The Strange Case of Rachel K
- First edition hardcover
- Author: Rachel Kushner
- Language: English
- Genre: Short stories
- Publisher: New Directions
- Publication date: March 24, 2015
- Publication place: United States
- Media type: Print (hardback)
- Pages: 96 pp (first edition, hardback)
- ISBN: 978-0811224215 (first edition, hardback)
- Preceded by: The Flamethrowers
- Followed by: The Mars Room

= The Strange Case of Rachel K =

Short story collection by Rachel Kushner

The Strange Case of Rachel K is a 2015 short story collection by American author Rachel Kushner.

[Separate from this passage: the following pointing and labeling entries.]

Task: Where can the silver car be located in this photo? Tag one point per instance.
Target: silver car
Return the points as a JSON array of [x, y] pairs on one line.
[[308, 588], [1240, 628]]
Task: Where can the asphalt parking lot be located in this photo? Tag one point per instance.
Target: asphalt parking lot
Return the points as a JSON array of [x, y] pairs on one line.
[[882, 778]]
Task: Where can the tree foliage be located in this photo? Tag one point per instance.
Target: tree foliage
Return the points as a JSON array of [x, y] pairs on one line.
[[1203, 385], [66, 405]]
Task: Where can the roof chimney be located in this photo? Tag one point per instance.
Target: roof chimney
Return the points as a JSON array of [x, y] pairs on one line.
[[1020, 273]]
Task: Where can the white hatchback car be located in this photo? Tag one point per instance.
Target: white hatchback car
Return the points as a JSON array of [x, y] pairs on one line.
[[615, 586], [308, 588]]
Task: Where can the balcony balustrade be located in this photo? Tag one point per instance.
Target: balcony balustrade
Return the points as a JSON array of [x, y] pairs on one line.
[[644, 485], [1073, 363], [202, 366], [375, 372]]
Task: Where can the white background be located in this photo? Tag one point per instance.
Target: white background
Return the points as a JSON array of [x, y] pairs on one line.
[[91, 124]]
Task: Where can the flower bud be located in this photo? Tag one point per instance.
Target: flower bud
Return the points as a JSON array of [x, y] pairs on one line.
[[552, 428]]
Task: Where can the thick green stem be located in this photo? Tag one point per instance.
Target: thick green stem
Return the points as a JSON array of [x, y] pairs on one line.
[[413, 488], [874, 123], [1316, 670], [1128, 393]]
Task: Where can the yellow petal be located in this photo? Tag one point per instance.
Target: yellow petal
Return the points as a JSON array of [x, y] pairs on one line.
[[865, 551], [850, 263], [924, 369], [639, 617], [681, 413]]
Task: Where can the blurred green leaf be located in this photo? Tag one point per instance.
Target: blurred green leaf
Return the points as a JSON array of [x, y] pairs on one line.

The book was released on March 24, 2015 through New Directions Publishing and it consists of three short stories which appeared previously in various literary journals. The two first stories, "The Great Exception" and "Debouchement" are early versions of parts of Rachel Kushner's debut novel Telex from Cuba (2008)

== Title ==
In the short preface of the book, the author explains that The Strange Case of Rachel K is the name of a "Cuban film made in the early 1970's [El extraño caso de Rachel K (1973) directed by Oscar Valdés], during Cuba's great revolutionary renaissance" which recounts the story of a real person named Rachel K "a 1930's courtesan found murdered in a hotel room". Although Kushner has not seen the film, she uses this story as the basis of her own interpretation of the event.

== Reception ==
The collection received generally positive reviews upon its release. A review for the Chicago Tribune points out that "those already sold on Kushner will be eager to read the raw materials of her debut novel" and that it shows "a compelling case for [Kushner's] prose". Another review for the Toronto Star says the stories show "a sense of how excitingly intense and weird Kushner can get" and that they give "a seeming prescience [of her later novels] that will only give her fans reason to love her more".

== List of stories ==
- "The Great Exception"
- "Debouchement"
- "The Strange Case of Rachel K"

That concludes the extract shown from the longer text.